MUS2026-137 - museum specimen
Inupiaq, Wainwright
United States - Wainwright, North Slope, Alaska - North America - Arctic
Play / practical
Imigluktaaq English
Source term: Bull Roarer
Imigluktaaq: Iñupiaq name paired by the Burke Museum with 'Bull Roarer'; no gloss is supplied by the object record.

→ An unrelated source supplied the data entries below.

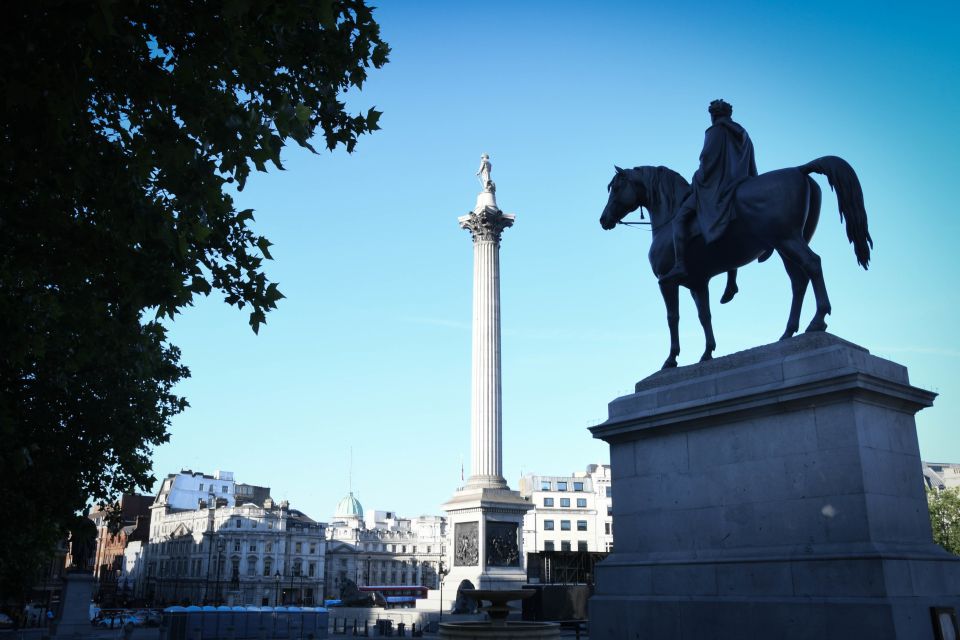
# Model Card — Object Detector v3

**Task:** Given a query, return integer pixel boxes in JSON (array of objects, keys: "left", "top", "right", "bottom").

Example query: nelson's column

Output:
[{"left": 443, "top": 155, "right": 532, "bottom": 593}]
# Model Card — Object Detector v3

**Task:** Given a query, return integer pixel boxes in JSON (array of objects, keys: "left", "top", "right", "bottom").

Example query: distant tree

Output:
[
  {"left": 0, "top": 0, "right": 388, "bottom": 596},
  {"left": 927, "top": 487, "right": 960, "bottom": 555}
]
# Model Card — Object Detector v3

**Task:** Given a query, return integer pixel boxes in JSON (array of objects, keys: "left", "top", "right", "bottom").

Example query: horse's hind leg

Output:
[
  {"left": 777, "top": 237, "right": 831, "bottom": 332},
  {"left": 659, "top": 281, "right": 680, "bottom": 368},
  {"left": 689, "top": 282, "right": 716, "bottom": 361},
  {"left": 778, "top": 252, "right": 809, "bottom": 340}
]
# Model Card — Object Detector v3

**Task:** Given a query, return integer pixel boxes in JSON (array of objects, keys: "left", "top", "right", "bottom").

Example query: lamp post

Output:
[
  {"left": 437, "top": 560, "right": 450, "bottom": 622},
  {"left": 274, "top": 570, "right": 281, "bottom": 606},
  {"left": 214, "top": 536, "right": 226, "bottom": 605}
]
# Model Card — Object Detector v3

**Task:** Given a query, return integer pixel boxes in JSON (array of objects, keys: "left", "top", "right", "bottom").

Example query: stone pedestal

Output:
[
  {"left": 443, "top": 487, "right": 531, "bottom": 593},
  {"left": 53, "top": 571, "right": 94, "bottom": 637},
  {"left": 589, "top": 333, "right": 960, "bottom": 640}
]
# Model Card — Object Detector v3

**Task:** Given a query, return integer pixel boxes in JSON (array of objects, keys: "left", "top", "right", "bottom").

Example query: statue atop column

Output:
[{"left": 476, "top": 153, "right": 495, "bottom": 193}]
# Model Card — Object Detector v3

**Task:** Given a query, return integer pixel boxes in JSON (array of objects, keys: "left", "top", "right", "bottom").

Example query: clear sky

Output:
[{"left": 154, "top": 1, "right": 960, "bottom": 523}]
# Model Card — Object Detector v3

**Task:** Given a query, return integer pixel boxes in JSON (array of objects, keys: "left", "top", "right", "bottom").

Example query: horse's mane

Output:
[
  {"left": 628, "top": 166, "right": 690, "bottom": 227},
  {"left": 634, "top": 165, "right": 690, "bottom": 202}
]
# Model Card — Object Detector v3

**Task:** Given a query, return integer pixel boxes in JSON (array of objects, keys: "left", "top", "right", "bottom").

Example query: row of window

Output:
[
  {"left": 198, "top": 483, "right": 230, "bottom": 493},
  {"left": 543, "top": 520, "right": 588, "bottom": 531},
  {"left": 544, "top": 541, "right": 588, "bottom": 552},
  {"left": 543, "top": 497, "right": 588, "bottom": 508},
  {"left": 540, "top": 480, "right": 586, "bottom": 492},
  {"left": 360, "top": 543, "right": 432, "bottom": 554}
]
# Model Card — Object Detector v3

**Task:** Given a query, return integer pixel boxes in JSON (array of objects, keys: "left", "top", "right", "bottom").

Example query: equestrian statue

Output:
[{"left": 600, "top": 100, "right": 873, "bottom": 369}]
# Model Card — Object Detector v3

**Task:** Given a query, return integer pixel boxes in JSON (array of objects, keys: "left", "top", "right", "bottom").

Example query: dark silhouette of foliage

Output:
[{"left": 0, "top": 0, "right": 388, "bottom": 596}]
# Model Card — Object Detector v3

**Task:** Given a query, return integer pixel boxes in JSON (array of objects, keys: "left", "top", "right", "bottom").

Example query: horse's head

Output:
[{"left": 600, "top": 166, "right": 646, "bottom": 230}]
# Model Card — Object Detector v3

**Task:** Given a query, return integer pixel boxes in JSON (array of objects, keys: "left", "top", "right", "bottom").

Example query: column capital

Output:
[{"left": 458, "top": 207, "right": 516, "bottom": 243}]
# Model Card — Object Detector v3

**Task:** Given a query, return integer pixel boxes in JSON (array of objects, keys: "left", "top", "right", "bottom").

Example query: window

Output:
[
  {"left": 577, "top": 541, "right": 588, "bottom": 552},
  {"left": 543, "top": 520, "right": 555, "bottom": 531},
  {"left": 541, "top": 481, "right": 551, "bottom": 491},
  {"left": 223, "top": 485, "right": 229, "bottom": 493},
  {"left": 402, "top": 545, "right": 407, "bottom": 553},
  {"left": 309, "top": 543, "right": 317, "bottom": 555},
  {"left": 308, "top": 562, "right": 316, "bottom": 577},
  {"left": 266, "top": 542, "right": 272, "bottom": 553},
  {"left": 247, "top": 557, "right": 257, "bottom": 576},
  {"left": 427, "top": 546, "right": 431, "bottom": 553},
  {"left": 560, "top": 498, "right": 570, "bottom": 508},
  {"left": 199, "top": 483, "right": 204, "bottom": 491},
  {"left": 607, "top": 506, "right": 613, "bottom": 516},
  {"left": 605, "top": 522, "right": 611, "bottom": 535},
  {"left": 264, "top": 558, "right": 273, "bottom": 576},
  {"left": 293, "top": 560, "right": 302, "bottom": 577},
  {"left": 574, "top": 482, "right": 584, "bottom": 492},
  {"left": 412, "top": 546, "right": 417, "bottom": 553},
  {"left": 236, "top": 519, "right": 241, "bottom": 528},
  {"left": 605, "top": 486, "right": 612, "bottom": 498},
  {"left": 577, "top": 520, "right": 588, "bottom": 531},
  {"left": 252, "top": 520, "right": 257, "bottom": 528},
  {"left": 249, "top": 543, "right": 257, "bottom": 552},
  {"left": 544, "top": 541, "right": 555, "bottom": 552},
  {"left": 231, "top": 558, "right": 240, "bottom": 577},
  {"left": 557, "top": 481, "right": 568, "bottom": 491},
  {"left": 561, "top": 520, "right": 571, "bottom": 531},
  {"left": 295, "top": 542, "right": 302, "bottom": 553},
  {"left": 560, "top": 541, "right": 571, "bottom": 552},
  {"left": 543, "top": 498, "right": 554, "bottom": 507},
  {"left": 233, "top": 541, "right": 241, "bottom": 552},
  {"left": 576, "top": 498, "right": 587, "bottom": 508}
]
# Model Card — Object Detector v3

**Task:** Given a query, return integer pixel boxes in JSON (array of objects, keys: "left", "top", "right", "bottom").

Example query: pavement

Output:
[{"left": 1, "top": 624, "right": 588, "bottom": 639}]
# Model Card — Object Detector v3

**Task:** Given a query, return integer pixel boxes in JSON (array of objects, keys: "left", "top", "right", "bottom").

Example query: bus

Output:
[{"left": 357, "top": 585, "right": 428, "bottom": 609}]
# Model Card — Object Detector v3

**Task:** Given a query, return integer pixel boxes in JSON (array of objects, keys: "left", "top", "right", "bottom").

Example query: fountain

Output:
[{"left": 438, "top": 589, "right": 560, "bottom": 639}]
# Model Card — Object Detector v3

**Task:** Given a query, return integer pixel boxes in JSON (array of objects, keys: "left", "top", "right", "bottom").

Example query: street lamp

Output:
[
  {"left": 214, "top": 536, "right": 226, "bottom": 605},
  {"left": 274, "top": 570, "right": 281, "bottom": 606},
  {"left": 437, "top": 560, "right": 450, "bottom": 622}
]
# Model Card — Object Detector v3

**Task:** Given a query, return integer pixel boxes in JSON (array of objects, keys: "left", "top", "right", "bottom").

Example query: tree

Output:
[
  {"left": 927, "top": 487, "right": 960, "bottom": 555},
  {"left": 0, "top": 0, "right": 388, "bottom": 596}
]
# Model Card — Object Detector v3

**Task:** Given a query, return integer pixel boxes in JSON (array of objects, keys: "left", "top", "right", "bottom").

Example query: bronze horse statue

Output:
[{"left": 600, "top": 157, "right": 872, "bottom": 369}]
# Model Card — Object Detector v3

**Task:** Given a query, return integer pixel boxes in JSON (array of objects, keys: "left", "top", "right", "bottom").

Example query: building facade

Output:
[
  {"left": 89, "top": 494, "right": 153, "bottom": 605},
  {"left": 143, "top": 469, "right": 326, "bottom": 606},
  {"left": 324, "top": 493, "right": 447, "bottom": 600},
  {"left": 519, "top": 464, "right": 613, "bottom": 554},
  {"left": 923, "top": 461, "right": 960, "bottom": 491}
]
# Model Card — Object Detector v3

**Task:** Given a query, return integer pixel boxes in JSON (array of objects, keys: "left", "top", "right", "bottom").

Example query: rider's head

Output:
[{"left": 709, "top": 99, "right": 733, "bottom": 123}]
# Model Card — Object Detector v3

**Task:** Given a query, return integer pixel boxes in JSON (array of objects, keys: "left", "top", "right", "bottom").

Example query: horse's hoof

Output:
[
  {"left": 720, "top": 284, "right": 738, "bottom": 304},
  {"left": 662, "top": 359, "right": 678, "bottom": 369},
  {"left": 804, "top": 321, "right": 827, "bottom": 333},
  {"left": 699, "top": 353, "right": 713, "bottom": 363},
  {"left": 779, "top": 332, "right": 794, "bottom": 341}
]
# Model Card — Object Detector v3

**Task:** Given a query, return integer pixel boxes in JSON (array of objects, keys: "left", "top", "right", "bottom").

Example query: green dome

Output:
[{"left": 335, "top": 492, "right": 363, "bottom": 519}]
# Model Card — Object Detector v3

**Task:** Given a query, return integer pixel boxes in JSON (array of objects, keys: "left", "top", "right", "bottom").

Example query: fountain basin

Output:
[{"left": 439, "top": 590, "right": 560, "bottom": 639}]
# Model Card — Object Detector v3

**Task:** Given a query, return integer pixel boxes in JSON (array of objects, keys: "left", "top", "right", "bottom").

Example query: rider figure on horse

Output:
[{"left": 659, "top": 99, "right": 758, "bottom": 287}]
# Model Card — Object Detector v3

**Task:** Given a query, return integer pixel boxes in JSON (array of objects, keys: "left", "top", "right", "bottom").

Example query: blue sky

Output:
[{"left": 155, "top": 1, "right": 960, "bottom": 521}]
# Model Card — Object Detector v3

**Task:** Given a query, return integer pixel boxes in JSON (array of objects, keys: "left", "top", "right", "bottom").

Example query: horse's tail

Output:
[{"left": 799, "top": 156, "right": 873, "bottom": 269}]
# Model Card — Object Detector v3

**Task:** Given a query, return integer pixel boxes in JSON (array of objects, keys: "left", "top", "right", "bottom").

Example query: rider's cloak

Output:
[{"left": 691, "top": 116, "right": 757, "bottom": 243}]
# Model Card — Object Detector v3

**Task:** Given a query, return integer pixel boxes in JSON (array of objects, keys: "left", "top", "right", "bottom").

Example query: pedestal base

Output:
[
  {"left": 53, "top": 571, "right": 94, "bottom": 637},
  {"left": 589, "top": 333, "right": 960, "bottom": 640},
  {"left": 443, "top": 486, "right": 532, "bottom": 593}
]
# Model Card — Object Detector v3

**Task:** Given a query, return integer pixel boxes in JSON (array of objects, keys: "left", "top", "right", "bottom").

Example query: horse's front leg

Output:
[
  {"left": 659, "top": 281, "right": 680, "bottom": 368},
  {"left": 689, "top": 281, "right": 716, "bottom": 362}
]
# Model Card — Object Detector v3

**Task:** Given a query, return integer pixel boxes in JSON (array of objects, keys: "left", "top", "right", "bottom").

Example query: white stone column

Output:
[{"left": 458, "top": 205, "right": 515, "bottom": 490}]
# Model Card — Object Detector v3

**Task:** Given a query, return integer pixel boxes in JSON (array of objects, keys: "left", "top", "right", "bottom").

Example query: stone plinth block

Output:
[{"left": 589, "top": 333, "right": 960, "bottom": 640}]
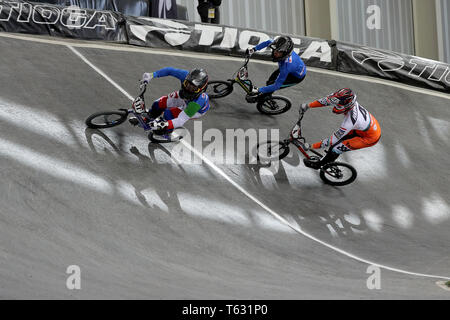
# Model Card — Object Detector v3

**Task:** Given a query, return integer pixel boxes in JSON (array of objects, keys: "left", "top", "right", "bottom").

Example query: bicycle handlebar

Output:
[
  {"left": 298, "top": 109, "right": 305, "bottom": 123},
  {"left": 233, "top": 55, "right": 251, "bottom": 80},
  {"left": 138, "top": 81, "right": 148, "bottom": 97},
  {"left": 243, "top": 55, "right": 250, "bottom": 66}
]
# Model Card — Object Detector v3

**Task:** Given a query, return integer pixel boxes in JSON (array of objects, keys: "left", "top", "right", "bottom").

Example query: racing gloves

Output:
[
  {"left": 245, "top": 47, "right": 255, "bottom": 56},
  {"left": 300, "top": 103, "right": 309, "bottom": 113},
  {"left": 142, "top": 72, "right": 154, "bottom": 84}
]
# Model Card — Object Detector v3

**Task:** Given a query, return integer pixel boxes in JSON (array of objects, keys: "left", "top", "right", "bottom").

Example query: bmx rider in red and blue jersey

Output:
[{"left": 130, "top": 67, "right": 210, "bottom": 132}]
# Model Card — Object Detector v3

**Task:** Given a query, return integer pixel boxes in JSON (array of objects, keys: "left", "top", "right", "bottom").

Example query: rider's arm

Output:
[
  {"left": 167, "top": 101, "right": 203, "bottom": 129},
  {"left": 153, "top": 67, "right": 190, "bottom": 82},
  {"left": 254, "top": 39, "right": 274, "bottom": 52},
  {"left": 258, "top": 65, "right": 289, "bottom": 94},
  {"left": 308, "top": 97, "right": 330, "bottom": 108}
]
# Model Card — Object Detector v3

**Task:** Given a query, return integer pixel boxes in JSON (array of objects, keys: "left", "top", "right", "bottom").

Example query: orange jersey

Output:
[{"left": 309, "top": 99, "right": 381, "bottom": 152}]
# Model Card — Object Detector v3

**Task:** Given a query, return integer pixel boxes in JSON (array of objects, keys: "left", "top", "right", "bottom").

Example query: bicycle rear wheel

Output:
[
  {"left": 85, "top": 110, "right": 128, "bottom": 129},
  {"left": 256, "top": 140, "right": 290, "bottom": 161},
  {"left": 257, "top": 95, "right": 292, "bottom": 115},
  {"left": 206, "top": 81, "right": 233, "bottom": 99},
  {"left": 319, "top": 162, "right": 357, "bottom": 186}
]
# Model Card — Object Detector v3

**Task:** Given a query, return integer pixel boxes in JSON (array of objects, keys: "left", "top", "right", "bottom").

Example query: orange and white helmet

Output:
[{"left": 327, "top": 88, "right": 357, "bottom": 114}]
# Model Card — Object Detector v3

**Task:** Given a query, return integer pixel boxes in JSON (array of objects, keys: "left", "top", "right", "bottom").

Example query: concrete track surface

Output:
[{"left": 0, "top": 34, "right": 449, "bottom": 299}]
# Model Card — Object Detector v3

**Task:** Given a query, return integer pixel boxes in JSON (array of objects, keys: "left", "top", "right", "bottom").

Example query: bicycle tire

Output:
[
  {"left": 206, "top": 81, "right": 233, "bottom": 99},
  {"left": 319, "top": 162, "right": 357, "bottom": 186},
  {"left": 85, "top": 110, "right": 128, "bottom": 129},
  {"left": 256, "top": 140, "right": 290, "bottom": 161},
  {"left": 256, "top": 95, "right": 292, "bottom": 115}
]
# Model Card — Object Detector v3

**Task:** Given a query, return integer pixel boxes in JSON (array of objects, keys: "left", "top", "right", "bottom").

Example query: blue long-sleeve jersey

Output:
[
  {"left": 254, "top": 39, "right": 307, "bottom": 94},
  {"left": 153, "top": 67, "right": 189, "bottom": 83}
]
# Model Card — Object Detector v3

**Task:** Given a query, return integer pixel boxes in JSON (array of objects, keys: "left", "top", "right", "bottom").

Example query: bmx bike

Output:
[
  {"left": 85, "top": 82, "right": 186, "bottom": 144},
  {"left": 205, "top": 55, "right": 292, "bottom": 115},
  {"left": 256, "top": 109, "right": 357, "bottom": 186}
]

At Ulġuniq, the Iñupiaq name for Wainwright, life moves between the Chukchi Sea and the tundra. Families hunt bowhead whales and caribou, while seasonal camps follow waterfowl and fish; a successful whale is shared through the community and celebrated at Nalukataq. The imigluktaaq packs its roar into a blade only six inches long—cut from baleen rather than wood and swung from a single cord. At Point Barrow, a hundred miles up the coast, John Murdoch knew this instrument as "purely a child's toy"; he never saw one in the hands of an adult.
Imigluktaaq, Bull Roarer
Burke Museum Arts & Cultures Collections Database, object 2004-92/84.
- Object
- Six-by-one-and-a-half-inch baleen blade with a single attachment point and cord; Burke Museum 2004-92/84.
- Function
- A child's toy on the North Slope: at Point Barrow Murdoch found the imigluktaaq "purely a child's toy... I never saw one in the hands of an adult" (Murdoch 1892).
- Map confidence
- high - Wainwright community anchor named in the Burke culture field, not an exact collection location.